Ten years ago, this very week, my feet went numb. First my feet, then my ankles and calves. Within a day my hands, arms, legs, and parts of my face felt like they were coming off a massive dose of Novocain. I'll spare you all the details, but suffice it to say that I was panicked. My doctor gave me hefty portions of steroids and we began testing at the University of Utah. My sister Libby wheeled me through the hospital for hours, then days. They drew 37 vials of blood. Took samples of everything imaginable. Pierced my wrist and my ankle with needles and shot electricity through my body. EMGs, EKGs, EEGs, CAT scans and MRIs. Spinal taps and WXYZs. Seven different neurologists finally came to the diagnosis of Guillain Barre Syndrome, a condition where the body's immune system attacks itself, stripping the long strands of nerves of the myelin sheaths coating them. It felt like my flesh was filled with little electric worms, wriggling unceasingly under my skin. I lay paralyzed in my bed for weeks, went months without driving, and finally, ten years later, I am relatively well...except for my feet. The poor nerves must have given out in the regrowth of the sheaths around the nerves farthest from the brain. Some days are better than others. My feet always feel like my elbow feels when I hit my crazy bone. It's not that bad, relatively speaking. I can walk. When I think about the possibilities I am amazed. And so grateful! I can walk! My balance isn't the best, but I can walk! And I can play guitar, and smile, and breathe on my own!
Here's the thing. When they finally gave me my final diagnosis, they handed me three sheets of paper, double columns with single spaced 10 pt type. The papers were filled with the results of all those tests. Probably hundreds of possible diagnoses. I looked at all those maladies that could have killed me and said to myself: WE SHOULD ALL BE DEAD! The number of things that could go wrong...and DON'T, is astounding.
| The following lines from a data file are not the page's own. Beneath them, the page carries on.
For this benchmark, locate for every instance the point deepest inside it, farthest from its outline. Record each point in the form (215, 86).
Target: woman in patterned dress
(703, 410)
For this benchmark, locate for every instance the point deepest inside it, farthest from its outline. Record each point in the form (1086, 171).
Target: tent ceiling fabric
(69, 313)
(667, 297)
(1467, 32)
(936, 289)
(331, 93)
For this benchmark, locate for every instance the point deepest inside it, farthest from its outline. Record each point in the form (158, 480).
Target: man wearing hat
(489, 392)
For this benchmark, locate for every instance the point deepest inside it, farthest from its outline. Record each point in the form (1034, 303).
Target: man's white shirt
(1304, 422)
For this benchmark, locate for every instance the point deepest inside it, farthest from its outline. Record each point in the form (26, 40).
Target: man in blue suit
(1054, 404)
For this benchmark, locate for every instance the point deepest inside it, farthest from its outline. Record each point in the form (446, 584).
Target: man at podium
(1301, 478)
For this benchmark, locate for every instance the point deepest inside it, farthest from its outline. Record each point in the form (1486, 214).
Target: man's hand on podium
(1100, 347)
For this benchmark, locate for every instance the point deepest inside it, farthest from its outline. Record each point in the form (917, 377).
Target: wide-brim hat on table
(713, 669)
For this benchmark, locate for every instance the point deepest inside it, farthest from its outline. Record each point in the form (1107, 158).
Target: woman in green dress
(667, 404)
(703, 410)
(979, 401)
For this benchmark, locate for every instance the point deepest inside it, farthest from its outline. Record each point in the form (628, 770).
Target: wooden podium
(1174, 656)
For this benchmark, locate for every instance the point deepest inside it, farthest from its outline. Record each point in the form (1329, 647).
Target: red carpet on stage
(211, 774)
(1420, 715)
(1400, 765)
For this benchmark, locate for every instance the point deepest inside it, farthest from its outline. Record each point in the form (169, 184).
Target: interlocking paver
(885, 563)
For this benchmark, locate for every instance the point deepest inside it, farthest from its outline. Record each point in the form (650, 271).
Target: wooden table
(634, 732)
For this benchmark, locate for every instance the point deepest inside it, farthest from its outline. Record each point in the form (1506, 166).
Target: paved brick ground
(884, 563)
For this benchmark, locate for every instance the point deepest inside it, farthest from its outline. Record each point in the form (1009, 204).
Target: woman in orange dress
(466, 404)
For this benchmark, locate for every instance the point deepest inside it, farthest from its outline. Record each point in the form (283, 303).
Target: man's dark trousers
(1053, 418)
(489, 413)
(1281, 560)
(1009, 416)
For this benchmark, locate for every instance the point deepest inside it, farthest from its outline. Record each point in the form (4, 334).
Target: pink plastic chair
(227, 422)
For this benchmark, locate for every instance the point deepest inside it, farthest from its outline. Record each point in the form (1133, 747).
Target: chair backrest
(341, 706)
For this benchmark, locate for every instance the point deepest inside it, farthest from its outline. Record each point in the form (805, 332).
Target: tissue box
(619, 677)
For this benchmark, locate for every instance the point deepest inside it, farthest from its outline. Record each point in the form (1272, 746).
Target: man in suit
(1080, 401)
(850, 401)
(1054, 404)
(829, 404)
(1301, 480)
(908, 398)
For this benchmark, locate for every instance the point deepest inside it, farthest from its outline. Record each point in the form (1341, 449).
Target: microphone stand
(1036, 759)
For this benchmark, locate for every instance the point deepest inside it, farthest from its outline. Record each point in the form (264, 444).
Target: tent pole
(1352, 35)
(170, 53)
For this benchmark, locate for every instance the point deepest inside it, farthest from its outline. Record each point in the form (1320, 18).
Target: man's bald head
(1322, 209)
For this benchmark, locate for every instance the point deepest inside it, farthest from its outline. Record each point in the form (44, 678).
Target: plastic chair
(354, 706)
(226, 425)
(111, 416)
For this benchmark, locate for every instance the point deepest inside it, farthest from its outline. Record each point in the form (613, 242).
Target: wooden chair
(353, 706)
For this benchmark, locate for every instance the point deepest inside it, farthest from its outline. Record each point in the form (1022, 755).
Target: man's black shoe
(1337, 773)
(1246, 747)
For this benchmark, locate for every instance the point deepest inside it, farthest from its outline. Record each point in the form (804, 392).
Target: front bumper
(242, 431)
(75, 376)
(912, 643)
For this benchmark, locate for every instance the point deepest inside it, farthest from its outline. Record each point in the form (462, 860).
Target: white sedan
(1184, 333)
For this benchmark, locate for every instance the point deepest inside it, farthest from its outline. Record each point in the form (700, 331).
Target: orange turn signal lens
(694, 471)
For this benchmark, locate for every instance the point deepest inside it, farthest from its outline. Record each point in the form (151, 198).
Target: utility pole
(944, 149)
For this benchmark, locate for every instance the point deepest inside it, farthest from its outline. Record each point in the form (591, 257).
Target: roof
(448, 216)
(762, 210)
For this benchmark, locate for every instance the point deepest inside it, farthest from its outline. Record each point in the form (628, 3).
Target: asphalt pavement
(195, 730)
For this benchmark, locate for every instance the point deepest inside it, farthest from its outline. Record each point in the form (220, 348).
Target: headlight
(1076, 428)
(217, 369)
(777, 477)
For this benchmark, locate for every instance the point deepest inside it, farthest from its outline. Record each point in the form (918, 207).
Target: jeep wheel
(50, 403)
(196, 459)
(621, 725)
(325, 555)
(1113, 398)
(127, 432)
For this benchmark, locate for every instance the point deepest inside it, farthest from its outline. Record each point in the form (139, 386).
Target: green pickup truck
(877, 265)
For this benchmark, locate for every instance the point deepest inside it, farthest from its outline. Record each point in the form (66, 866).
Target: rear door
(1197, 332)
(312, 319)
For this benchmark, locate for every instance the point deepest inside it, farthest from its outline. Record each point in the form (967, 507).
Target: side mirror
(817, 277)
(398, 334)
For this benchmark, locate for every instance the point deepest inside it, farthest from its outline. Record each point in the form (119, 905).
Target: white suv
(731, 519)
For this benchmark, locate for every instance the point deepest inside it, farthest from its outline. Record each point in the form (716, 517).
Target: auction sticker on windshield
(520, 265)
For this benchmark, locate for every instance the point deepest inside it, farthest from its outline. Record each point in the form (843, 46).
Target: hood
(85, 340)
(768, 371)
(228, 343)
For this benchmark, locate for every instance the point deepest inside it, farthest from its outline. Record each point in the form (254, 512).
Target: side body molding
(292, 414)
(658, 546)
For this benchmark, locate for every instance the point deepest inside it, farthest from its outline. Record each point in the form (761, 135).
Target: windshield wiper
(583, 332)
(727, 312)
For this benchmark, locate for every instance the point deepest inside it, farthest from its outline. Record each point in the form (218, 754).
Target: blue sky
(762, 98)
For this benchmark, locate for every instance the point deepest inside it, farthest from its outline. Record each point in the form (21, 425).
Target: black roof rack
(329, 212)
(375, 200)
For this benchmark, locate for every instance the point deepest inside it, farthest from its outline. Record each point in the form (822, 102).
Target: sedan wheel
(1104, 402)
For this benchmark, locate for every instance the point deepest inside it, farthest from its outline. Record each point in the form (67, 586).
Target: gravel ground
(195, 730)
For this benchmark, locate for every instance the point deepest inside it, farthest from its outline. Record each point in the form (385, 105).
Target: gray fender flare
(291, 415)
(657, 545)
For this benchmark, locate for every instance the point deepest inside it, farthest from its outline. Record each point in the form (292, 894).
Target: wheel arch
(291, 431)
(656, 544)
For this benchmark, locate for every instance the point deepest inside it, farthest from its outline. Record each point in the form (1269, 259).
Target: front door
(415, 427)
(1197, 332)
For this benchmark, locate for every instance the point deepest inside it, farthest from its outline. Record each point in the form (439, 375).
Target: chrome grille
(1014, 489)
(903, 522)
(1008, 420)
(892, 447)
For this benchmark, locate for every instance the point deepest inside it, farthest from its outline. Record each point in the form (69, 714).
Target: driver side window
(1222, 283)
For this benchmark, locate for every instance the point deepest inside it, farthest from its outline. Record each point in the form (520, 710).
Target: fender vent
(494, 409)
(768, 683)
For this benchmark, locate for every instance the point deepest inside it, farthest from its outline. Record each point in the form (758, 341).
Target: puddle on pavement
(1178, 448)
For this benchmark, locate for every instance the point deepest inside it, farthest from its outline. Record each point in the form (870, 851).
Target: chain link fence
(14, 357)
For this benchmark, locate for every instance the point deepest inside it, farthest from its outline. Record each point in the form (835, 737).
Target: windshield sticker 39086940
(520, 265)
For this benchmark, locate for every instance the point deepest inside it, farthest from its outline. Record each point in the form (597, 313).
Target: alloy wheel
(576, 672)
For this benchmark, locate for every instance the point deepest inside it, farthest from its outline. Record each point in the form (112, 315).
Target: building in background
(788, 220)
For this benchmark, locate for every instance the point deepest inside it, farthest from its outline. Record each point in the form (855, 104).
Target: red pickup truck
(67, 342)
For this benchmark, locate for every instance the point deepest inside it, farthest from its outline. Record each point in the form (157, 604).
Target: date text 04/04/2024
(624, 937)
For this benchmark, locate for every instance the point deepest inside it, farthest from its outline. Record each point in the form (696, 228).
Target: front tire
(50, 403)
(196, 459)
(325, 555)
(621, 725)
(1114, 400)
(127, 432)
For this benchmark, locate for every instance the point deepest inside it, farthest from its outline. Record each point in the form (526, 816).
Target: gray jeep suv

If that's not enough to make you believe there's Someone in charge of all this life stuff, what is?
When I'm having a bad-foot kind of day, I think about my friend Joan, who last her legs to Toxic Shock Syndrome. I wiggle my toes and think to myself, "What Joan wouldn't give to have feet that hurt."
Perspective...thanks for reminding all of us. I am grateful for so much...that you were able to pull through that crisis and be here. It is such a gift. We are all blessed!! Love you sister!!
ReplyDeleteI remember that time so vividly. How grateful I am for where you have come, where you have been, and how you have grown through all of it. So amazed by the Maker of these wondrous creations we call bodies and how He watches over us as we wade through the thickness of life.